Later I was introduced to Moria and Nethack, and all the decendants of Rogue. These games were even more symbolic! The text-only terminals that Rogue sprang from, rows of cold green glow populating engineering basements in colleges everywhere, wouldn’t even allow for a pictographic symbology. Snakes were small s, giant snakes were capital S, and the fiercest dragons were capital D.
You were an @.
Yet these games inspired and captivated, and they still do, despite modern console games, like Lost Odyssey, which depict monsters in beauty and detail enough to make you cry. Why? Symbology.
We, as a species, are just fine with symbols. We use them all the time. The characters you’re reading right now are a complex symbology of words and ideas, one of many humans have created and communicated with.
It’s clear from game history that, whenever possible, game symbology was pictographic. Even a 16×16 lump of pixels was SUPPOSED to look a bit like a dragon, with identifiable wings and legs. Even today’s graphics are, to a degree, symbolic. You still can’t smell the fetid reek of the dragon, or feel the heat from its scaly hide. And it’s still pictographic. A flying monster must still be depicted with wings.
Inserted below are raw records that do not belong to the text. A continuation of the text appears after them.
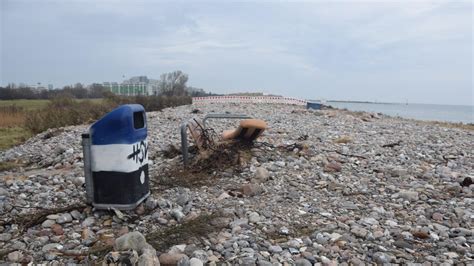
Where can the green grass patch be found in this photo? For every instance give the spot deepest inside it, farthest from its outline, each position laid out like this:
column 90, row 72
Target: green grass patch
column 182, row 233
column 12, row 136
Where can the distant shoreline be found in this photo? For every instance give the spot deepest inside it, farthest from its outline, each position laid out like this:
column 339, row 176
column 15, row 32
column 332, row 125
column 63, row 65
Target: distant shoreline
column 340, row 101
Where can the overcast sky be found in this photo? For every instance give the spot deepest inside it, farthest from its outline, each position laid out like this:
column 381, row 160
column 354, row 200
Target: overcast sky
column 420, row 51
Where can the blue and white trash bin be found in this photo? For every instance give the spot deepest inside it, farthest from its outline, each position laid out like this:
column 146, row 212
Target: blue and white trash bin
column 116, row 159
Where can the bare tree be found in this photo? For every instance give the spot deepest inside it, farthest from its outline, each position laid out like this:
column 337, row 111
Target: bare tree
column 173, row 84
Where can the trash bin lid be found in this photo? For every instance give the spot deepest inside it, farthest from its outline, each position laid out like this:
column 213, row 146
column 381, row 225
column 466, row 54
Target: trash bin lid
column 124, row 125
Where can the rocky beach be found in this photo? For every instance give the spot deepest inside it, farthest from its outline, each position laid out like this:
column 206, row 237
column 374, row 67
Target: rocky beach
column 320, row 187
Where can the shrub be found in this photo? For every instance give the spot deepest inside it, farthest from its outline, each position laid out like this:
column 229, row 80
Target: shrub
column 64, row 112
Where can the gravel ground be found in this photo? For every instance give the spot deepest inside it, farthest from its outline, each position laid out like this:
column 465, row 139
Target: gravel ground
column 321, row 187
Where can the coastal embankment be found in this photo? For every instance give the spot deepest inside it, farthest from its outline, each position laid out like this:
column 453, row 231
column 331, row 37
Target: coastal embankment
column 320, row 186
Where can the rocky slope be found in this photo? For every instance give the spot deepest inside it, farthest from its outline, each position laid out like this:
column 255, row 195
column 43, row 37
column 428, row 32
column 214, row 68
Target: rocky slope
column 327, row 187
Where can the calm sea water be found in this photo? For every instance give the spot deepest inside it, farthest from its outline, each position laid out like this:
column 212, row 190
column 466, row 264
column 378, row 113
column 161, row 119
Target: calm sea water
column 434, row 112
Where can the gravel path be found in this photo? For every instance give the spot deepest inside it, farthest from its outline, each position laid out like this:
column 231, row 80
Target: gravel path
column 327, row 187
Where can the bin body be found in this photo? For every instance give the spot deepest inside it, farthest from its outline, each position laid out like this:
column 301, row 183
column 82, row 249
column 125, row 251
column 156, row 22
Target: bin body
column 119, row 159
column 313, row 105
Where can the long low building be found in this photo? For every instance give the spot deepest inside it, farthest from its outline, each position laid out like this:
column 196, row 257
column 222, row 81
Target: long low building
column 126, row 89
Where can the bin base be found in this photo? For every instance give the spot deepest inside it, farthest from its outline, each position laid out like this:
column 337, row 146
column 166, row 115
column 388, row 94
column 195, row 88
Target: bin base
column 120, row 206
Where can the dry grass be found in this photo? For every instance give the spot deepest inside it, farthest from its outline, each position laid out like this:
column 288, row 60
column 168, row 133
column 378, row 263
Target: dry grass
column 11, row 136
column 12, row 116
column 5, row 166
column 343, row 139
column 451, row 125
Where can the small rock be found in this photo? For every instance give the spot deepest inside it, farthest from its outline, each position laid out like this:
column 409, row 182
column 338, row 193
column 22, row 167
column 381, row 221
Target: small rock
column 261, row 174
column 78, row 181
column 437, row 216
column 177, row 214
column 64, row 218
column 4, row 237
column 381, row 257
column 195, row 262
column 140, row 210
column 332, row 167
column 133, row 240
column 47, row 223
column 76, row 214
column 170, row 259
column 3, row 192
column 359, row 231
column 408, row 195
column 275, row 249
column 88, row 222
column 52, row 246
column 254, row 217
column 251, row 189
column 148, row 258
column 15, row 256
column 57, row 229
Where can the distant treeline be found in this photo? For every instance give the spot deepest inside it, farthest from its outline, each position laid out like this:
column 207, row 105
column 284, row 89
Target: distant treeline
column 78, row 91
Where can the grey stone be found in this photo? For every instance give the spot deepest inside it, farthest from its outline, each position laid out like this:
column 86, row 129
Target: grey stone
column 133, row 240
column 408, row 195
column 381, row 257
column 254, row 217
column 4, row 237
column 195, row 262
column 48, row 223
column 76, row 214
column 88, row 222
column 51, row 246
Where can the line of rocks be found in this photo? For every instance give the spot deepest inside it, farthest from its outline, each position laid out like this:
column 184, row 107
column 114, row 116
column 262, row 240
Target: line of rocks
column 338, row 197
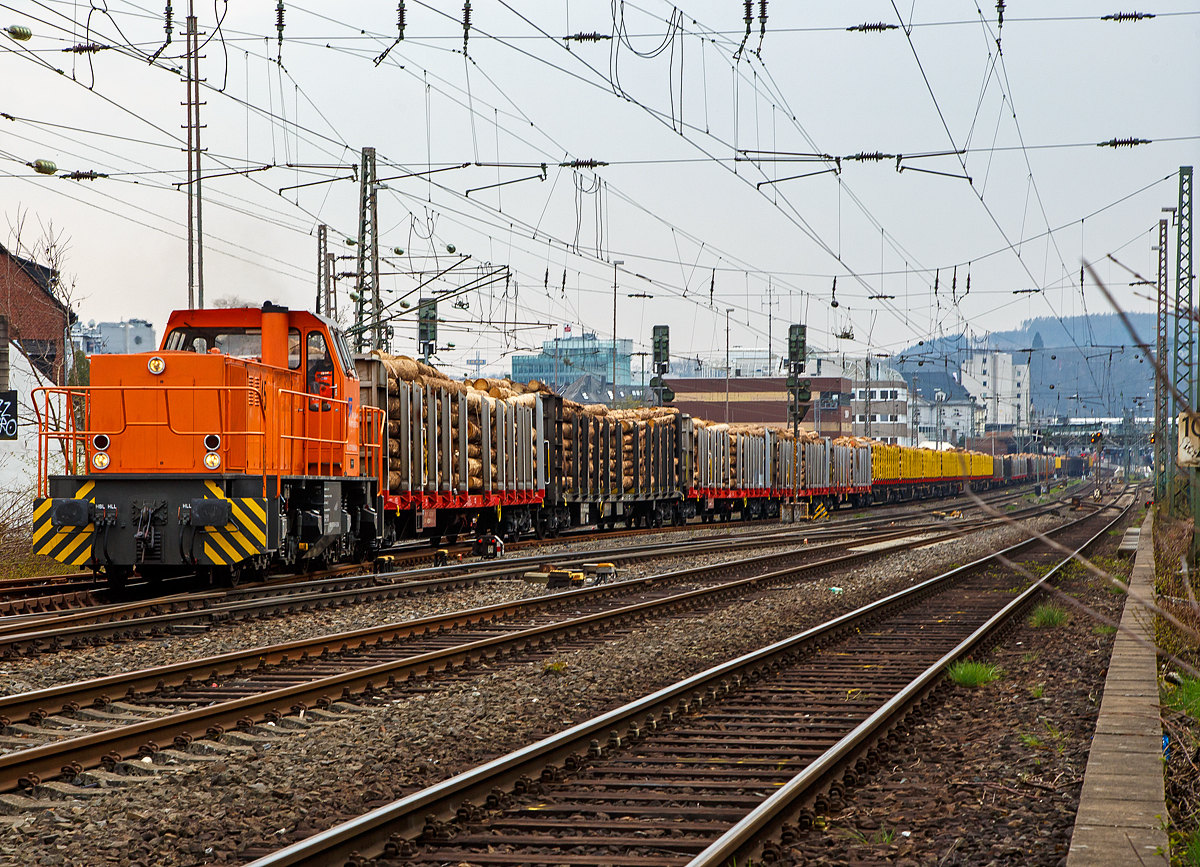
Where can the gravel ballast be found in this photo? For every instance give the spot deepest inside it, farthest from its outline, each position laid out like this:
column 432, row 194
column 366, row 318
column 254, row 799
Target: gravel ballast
column 251, row 794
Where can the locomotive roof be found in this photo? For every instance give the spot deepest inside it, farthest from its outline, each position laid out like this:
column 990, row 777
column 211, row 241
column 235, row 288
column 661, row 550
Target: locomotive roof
column 240, row 317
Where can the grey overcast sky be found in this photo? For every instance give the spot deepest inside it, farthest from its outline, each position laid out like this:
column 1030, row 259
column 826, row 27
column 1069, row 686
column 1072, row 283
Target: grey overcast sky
column 690, row 123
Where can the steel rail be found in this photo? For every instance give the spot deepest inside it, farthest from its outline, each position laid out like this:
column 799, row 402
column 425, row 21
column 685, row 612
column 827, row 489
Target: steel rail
column 744, row 841
column 70, row 755
column 406, row 818
column 221, row 605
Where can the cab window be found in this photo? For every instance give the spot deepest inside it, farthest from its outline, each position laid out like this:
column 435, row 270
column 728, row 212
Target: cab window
column 343, row 353
column 294, row 344
column 321, row 365
column 239, row 342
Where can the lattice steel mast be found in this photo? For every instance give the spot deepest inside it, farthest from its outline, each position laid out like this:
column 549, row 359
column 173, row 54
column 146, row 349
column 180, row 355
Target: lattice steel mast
column 323, row 275
column 195, row 197
column 367, row 286
column 1162, row 394
column 1183, row 496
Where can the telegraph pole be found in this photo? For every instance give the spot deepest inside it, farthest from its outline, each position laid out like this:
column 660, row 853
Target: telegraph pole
column 727, row 311
column 867, row 429
column 1162, row 418
column 322, row 267
column 615, row 263
column 195, row 193
column 1183, row 496
column 367, row 285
But even though the alternate symbology of Rogue was born out of simple hardware limitations, it offers interesting insights. First, there’s no doubt that an alternate symbology represents a learning curve, and many players don’t want to climb it. Second, when people finish climbing the hill, the symbols become nearly invisible, translated into the "real thing". Remember the line in the Matrix movie: "I don’t even see the code anymore, all I see is a brunette, red head.."
The above paragraph reveals the problem with designing and using a new symbology of monsters, and also the amazing potential. But why? Why go through the trouble of inventing and implementing a new symbology? That’s the real point of this post.
One would use a new symbology to solve intractable problems with the existing symbologies, and there are several. 3rd person cameras always suck. Beautiful artwork is always expensive. Polygon people are always sticking their feet through the floors and bushes. Animations can be jumpy and discontinuous. Games are slaves to the clock (on many levels). Avatars are often forced to run from place to place. Games are stuck in a rut.
And there are many limitations forced upon game developers by being "realistic". Plants must always be green. Blood must always be red (or gray for Germany). Computer screens can still only show 256 shades of red, green, and blue (though HDR is a neat trick to "expand" that). the scale of the rectangular screen must be uniform all the way across. Players cannot triple-wield, or leave their hand behind to hold a button down.
In the end, I’ll have to put my money where my mouth is on this, and actually come up with such a game. I’m not sure I can, but I’m sure I’ll try.